Manual da liberdade de opinião
28 de setembro de 2005Qualquer semelhança com casos ou pessoas reais é mera coincidência: Sara, jovem contadora de um órgão público, descobre acidentalmente que seu chefe está desviando enormes verbas. Trata-se de um importante deputado. Sara gostaria de delatar a fraude, porém teme por seu emprego, caso sua identidade venha à tona.
O que fazer? Informar um repórter de um grande periódico, exigindo sigilo sobre as fontes? Na Alemanha, este seria o caminho mais óbvio. Porém, em países onde toda a mídia está sob censura estatal, adotar tal linha de conduta pode logo significar um risco incontrolável para a segurança pessoal.
Segurança para os bravos
Há até poucos anos, só restariam num caso como esse duas alternativas: calar, ou arriscar a prisão e outras represálias. Hoje em dia, Sara teria uma possibilidade de atrair a atenção pública, sem correr perigo. A resposta é: blogosfera.
O procedimento exato vem explicado no Manual para blogueiros e ciberdissidentes, publicado pela organização Repórteres sem Fronteiras em setembro de 2005. Ele contou com a participação de especialistas em internet e blogueiros apaixonados, dentre os quais Marcus Beckedahl, do netzpolitik.org, e Julien Pain, dos Repórteres sem Fronteiras. Em forma virtual, o manual já está disponível no site da organização há algumas semanas, nos idiomas inglês, francês, chinês, árabe e persa.
Arma contra a opressão
Blogar tornou-se um assunto de importe internacional, e os responsáveis pelo manual pretendem marcar "o nascimento publicístico da era da internet". Elke Schäfter, diretora geral da Repórteres sem Fronteiras na Alemanha, vê no fenômeno mais do que "uma revolução da sociedade informatizada": os weblogs são também uma importante arma contra sistemas políticos repressivos.

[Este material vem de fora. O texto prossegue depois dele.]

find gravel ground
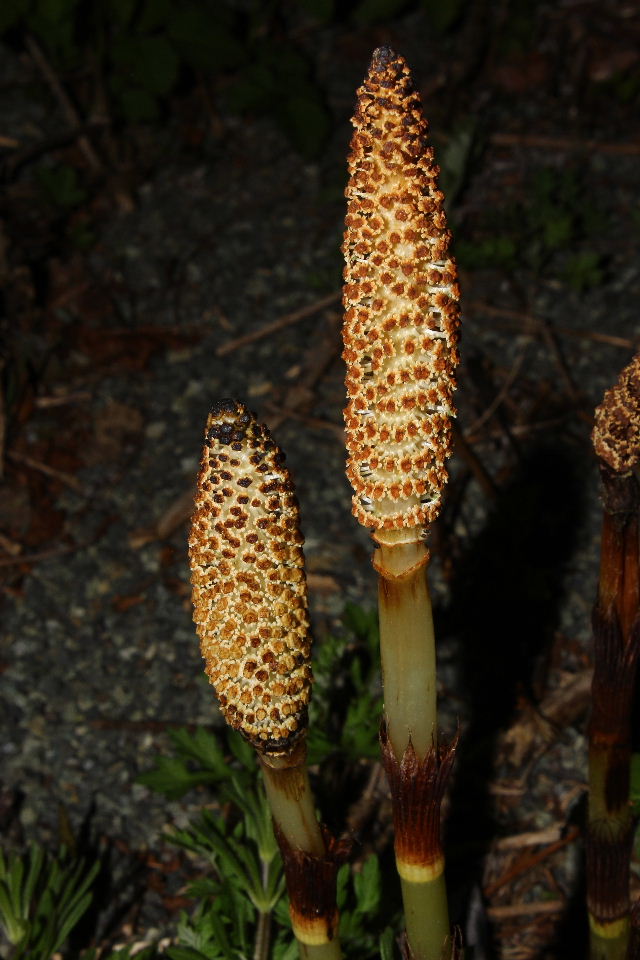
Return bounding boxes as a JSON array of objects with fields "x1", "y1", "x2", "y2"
[{"x1": 0, "y1": 5, "x2": 640, "y2": 957}]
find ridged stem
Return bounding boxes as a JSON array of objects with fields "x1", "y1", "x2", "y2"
[
  {"x1": 587, "y1": 468, "x2": 640, "y2": 960},
  {"x1": 374, "y1": 531, "x2": 455, "y2": 960},
  {"x1": 374, "y1": 542, "x2": 437, "y2": 760},
  {"x1": 401, "y1": 873, "x2": 450, "y2": 960},
  {"x1": 260, "y1": 743, "x2": 342, "y2": 960}
]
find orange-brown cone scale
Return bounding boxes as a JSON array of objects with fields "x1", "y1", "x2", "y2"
[
  {"x1": 189, "y1": 400, "x2": 312, "y2": 755},
  {"x1": 343, "y1": 47, "x2": 459, "y2": 540},
  {"x1": 586, "y1": 355, "x2": 640, "y2": 944}
]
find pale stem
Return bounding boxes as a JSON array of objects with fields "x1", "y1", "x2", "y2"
[
  {"x1": 375, "y1": 543, "x2": 437, "y2": 760},
  {"x1": 401, "y1": 873, "x2": 453, "y2": 960},
  {"x1": 260, "y1": 757, "x2": 326, "y2": 857}
]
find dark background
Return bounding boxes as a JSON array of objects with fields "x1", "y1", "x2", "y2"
[{"x1": 0, "y1": 0, "x2": 640, "y2": 957}]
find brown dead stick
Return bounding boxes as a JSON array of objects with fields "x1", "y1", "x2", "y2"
[
  {"x1": 25, "y1": 34, "x2": 104, "y2": 173},
  {"x1": 465, "y1": 300, "x2": 636, "y2": 350},
  {"x1": 489, "y1": 133, "x2": 640, "y2": 157},
  {"x1": 216, "y1": 290, "x2": 341, "y2": 357},
  {"x1": 484, "y1": 827, "x2": 579, "y2": 897},
  {"x1": 487, "y1": 900, "x2": 567, "y2": 920},
  {"x1": 7, "y1": 450, "x2": 83, "y2": 493}
]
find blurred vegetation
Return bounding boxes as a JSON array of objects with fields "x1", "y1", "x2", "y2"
[
  {"x1": 0, "y1": 0, "x2": 464, "y2": 159},
  {"x1": 0, "y1": 605, "x2": 400, "y2": 960}
]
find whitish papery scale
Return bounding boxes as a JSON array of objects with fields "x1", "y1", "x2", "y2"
[
  {"x1": 343, "y1": 47, "x2": 459, "y2": 542},
  {"x1": 189, "y1": 400, "x2": 312, "y2": 754}
]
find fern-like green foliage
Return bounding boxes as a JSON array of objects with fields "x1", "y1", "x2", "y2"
[
  {"x1": 0, "y1": 844, "x2": 100, "y2": 960},
  {"x1": 309, "y1": 604, "x2": 382, "y2": 764},
  {"x1": 138, "y1": 606, "x2": 399, "y2": 960}
]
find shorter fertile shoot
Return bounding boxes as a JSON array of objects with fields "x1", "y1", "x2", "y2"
[
  {"x1": 189, "y1": 400, "x2": 341, "y2": 960},
  {"x1": 587, "y1": 355, "x2": 640, "y2": 960},
  {"x1": 343, "y1": 47, "x2": 459, "y2": 960}
]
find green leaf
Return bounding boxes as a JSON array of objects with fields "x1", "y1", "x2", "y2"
[
  {"x1": 36, "y1": 163, "x2": 87, "y2": 210},
  {"x1": 422, "y1": 0, "x2": 464, "y2": 36},
  {"x1": 564, "y1": 250, "x2": 604, "y2": 293},
  {"x1": 35, "y1": 0, "x2": 69, "y2": 24},
  {"x1": 379, "y1": 927, "x2": 396, "y2": 960},
  {"x1": 111, "y1": 34, "x2": 179, "y2": 96},
  {"x1": 167, "y1": 3, "x2": 245, "y2": 74},
  {"x1": 227, "y1": 730, "x2": 256, "y2": 776},
  {"x1": 353, "y1": 854, "x2": 382, "y2": 914},
  {"x1": 544, "y1": 213, "x2": 573, "y2": 250},
  {"x1": 108, "y1": 0, "x2": 137, "y2": 27}
]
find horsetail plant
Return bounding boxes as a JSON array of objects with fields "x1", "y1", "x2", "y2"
[
  {"x1": 343, "y1": 47, "x2": 459, "y2": 960},
  {"x1": 189, "y1": 400, "x2": 341, "y2": 960},
  {"x1": 587, "y1": 354, "x2": 640, "y2": 960}
]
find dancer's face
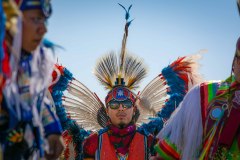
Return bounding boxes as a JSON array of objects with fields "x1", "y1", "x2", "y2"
[{"x1": 107, "y1": 100, "x2": 134, "y2": 128}]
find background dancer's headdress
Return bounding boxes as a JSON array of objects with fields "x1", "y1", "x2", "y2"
[
  {"x1": 94, "y1": 4, "x2": 147, "y2": 105},
  {"x1": 15, "y1": 0, "x2": 52, "y2": 18}
]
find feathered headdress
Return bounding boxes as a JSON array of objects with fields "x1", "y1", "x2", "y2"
[{"x1": 94, "y1": 4, "x2": 147, "y2": 104}]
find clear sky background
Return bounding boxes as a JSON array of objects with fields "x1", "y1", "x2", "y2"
[{"x1": 47, "y1": 0, "x2": 240, "y2": 100}]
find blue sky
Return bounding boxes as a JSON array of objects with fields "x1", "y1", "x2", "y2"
[{"x1": 47, "y1": 0, "x2": 240, "y2": 99}]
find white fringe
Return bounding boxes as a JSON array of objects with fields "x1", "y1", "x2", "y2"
[{"x1": 158, "y1": 85, "x2": 203, "y2": 160}]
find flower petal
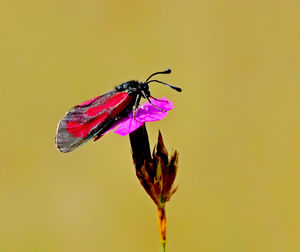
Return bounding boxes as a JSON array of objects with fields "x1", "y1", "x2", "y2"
[{"x1": 108, "y1": 97, "x2": 174, "y2": 136}]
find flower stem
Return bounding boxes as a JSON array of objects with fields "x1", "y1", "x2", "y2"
[
  {"x1": 157, "y1": 206, "x2": 167, "y2": 252},
  {"x1": 161, "y1": 241, "x2": 166, "y2": 252}
]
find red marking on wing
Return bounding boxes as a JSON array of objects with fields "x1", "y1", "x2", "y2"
[
  {"x1": 65, "y1": 92, "x2": 132, "y2": 138},
  {"x1": 86, "y1": 92, "x2": 128, "y2": 116},
  {"x1": 77, "y1": 96, "x2": 100, "y2": 106}
]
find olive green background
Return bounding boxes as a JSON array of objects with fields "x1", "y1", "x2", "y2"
[{"x1": 0, "y1": 0, "x2": 300, "y2": 252}]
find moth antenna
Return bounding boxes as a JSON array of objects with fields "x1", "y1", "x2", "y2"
[
  {"x1": 145, "y1": 80, "x2": 182, "y2": 92},
  {"x1": 145, "y1": 68, "x2": 171, "y2": 82}
]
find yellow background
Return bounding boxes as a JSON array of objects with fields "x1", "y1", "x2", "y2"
[{"x1": 0, "y1": 0, "x2": 300, "y2": 252}]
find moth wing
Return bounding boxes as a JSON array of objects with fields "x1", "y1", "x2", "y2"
[{"x1": 56, "y1": 90, "x2": 133, "y2": 152}]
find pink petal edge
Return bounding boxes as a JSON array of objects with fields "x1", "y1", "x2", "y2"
[{"x1": 106, "y1": 97, "x2": 174, "y2": 136}]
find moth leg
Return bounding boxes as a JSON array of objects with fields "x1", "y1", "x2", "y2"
[
  {"x1": 149, "y1": 95, "x2": 168, "y2": 102},
  {"x1": 145, "y1": 95, "x2": 167, "y2": 112},
  {"x1": 132, "y1": 95, "x2": 143, "y2": 123}
]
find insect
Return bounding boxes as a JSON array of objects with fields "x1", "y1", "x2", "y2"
[{"x1": 55, "y1": 69, "x2": 181, "y2": 152}]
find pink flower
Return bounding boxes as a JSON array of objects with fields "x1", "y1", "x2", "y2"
[{"x1": 107, "y1": 97, "x2": 174, "y2": 136}]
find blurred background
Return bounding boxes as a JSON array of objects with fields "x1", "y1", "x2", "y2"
[{"x1": 0, "y1": 0, "x2": 300, "y2": 252}]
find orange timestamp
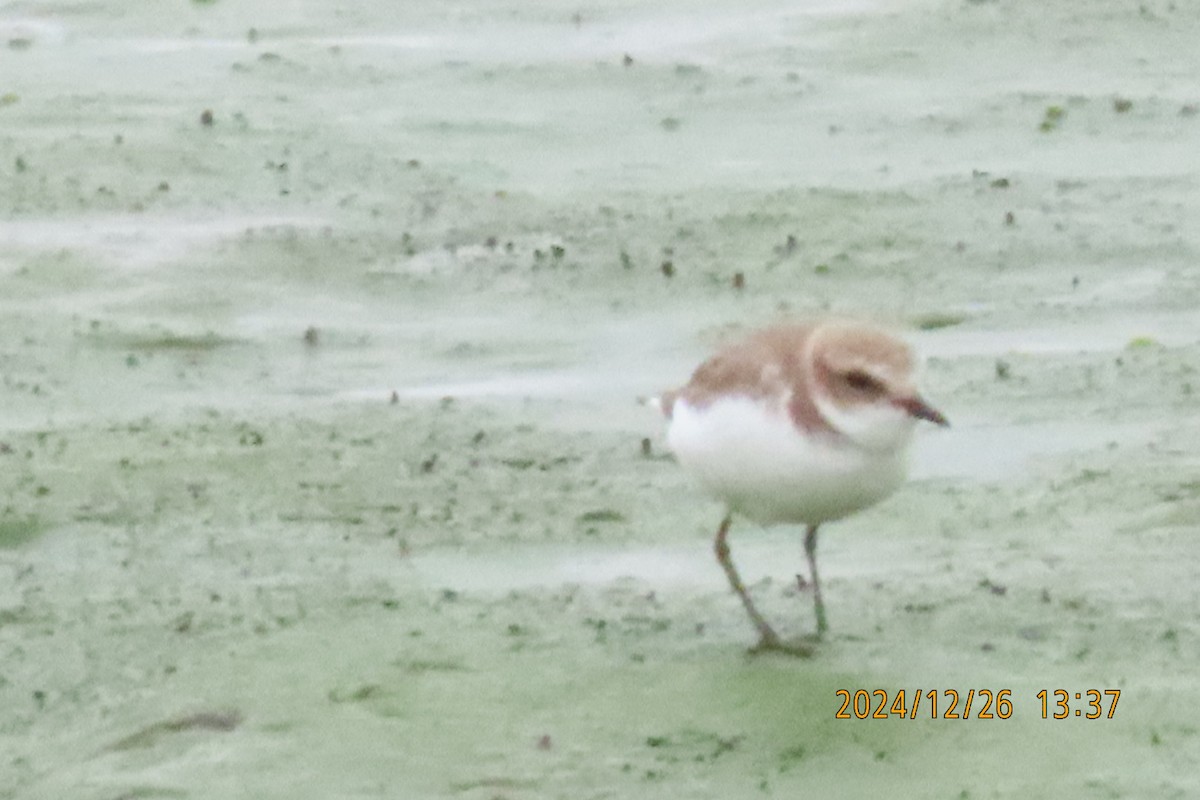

"Justamente nos países sem meios de comunicação livres, os blogs constituem um instrumento extraordinário para a divulgação de informação e opiniões independentes", afirma Schäfter. Por isso, o manual não se concentra nos aspectos de layout ou conteúdo, mas sim em como se manter anônimo ou como contornar a filtragem e censura de suas publicações.
Blogando anônimo
E voltando a "Sara": ao invés de estar condenada ao silêncio ela poderia fazer uso de acessos de e-mail anônimos de provedores estrangeiros, como a Hotmail, para divulgar suas preciosas informações. Além disso, poderia utilizar servidores e computadores diversos, e apagar seus rastros virtuais através de diversos sistemas de software.
O especialista Ethan Zuckerman explica passo a passo esses e outros procedimentos em seu artigo "How to blog anonymously", incluído no manual. Entretanto, o pesquisador do Centro Berkman de Internet e Sociedade, da Escola de Direito de Harvard, adverte que a proteção da identidade pessoal nunca pode ser totalmente garantida, e que envolve procedimentos trabalhosos e complicados.
"Cada passo para o anonimato exige um exame detalhado das circunstâncias locais e depende das necessidades pessoais de segurança e da própria competência técnica", explica Zuckerman.
Perseguidos da China a Cuba
Para não deixar de fora os amadores e refratários à tecnologia, o manual traz diversos links de sites que oferecem programas grátis, dicas e outros meios de apoio. Com estes, fica mais viável escapar aos órgãos estatais de controle e aos sistemas de filtragem.
Um exemplo da China mostra quão importante se tornou a questão da segurança para os que usam a blogosfera, desafiando ditaduras e demais regimes opressores. Segundo notícia da Repórteres sem Fronteiras, no início de setembro de 2005 um jornalista foi preso por divulgar no estrangeiro informações sobre as restrições à liberdade de imprensa na República Popular, utilizando um endereço de e-mail da Yahoo.
Como assinala Pain em seu artigo, além da China, a Tunísia, Irã, Arábia Saudita, Vietnã, Cuba e Uzbequistão perseguem com intensidade crescente os blogueiros que tentam fazer uso do direito de livre expressão.
Grandes causas
Apesar de todas as táticas estatais de intimidação, muitos blogueiros colocam a necessidade de expressar suas opiniões acima da própria segurança. É o que provam depoimentos pessoais do Nepal, Barein e Hongk Kong, apresentados no Manual para blogueiros e ciberdissidentes.
O iraniano Arash Sigarchi expressa sucintamente a convicção que une todos esses operadores de weblogs, apesar do potencial explosivo de suas atividades: "O ciberjornalismo pode fomentar a liberdade de opinião e ajudar a combater o alastramento de visões do mundo estratificadas".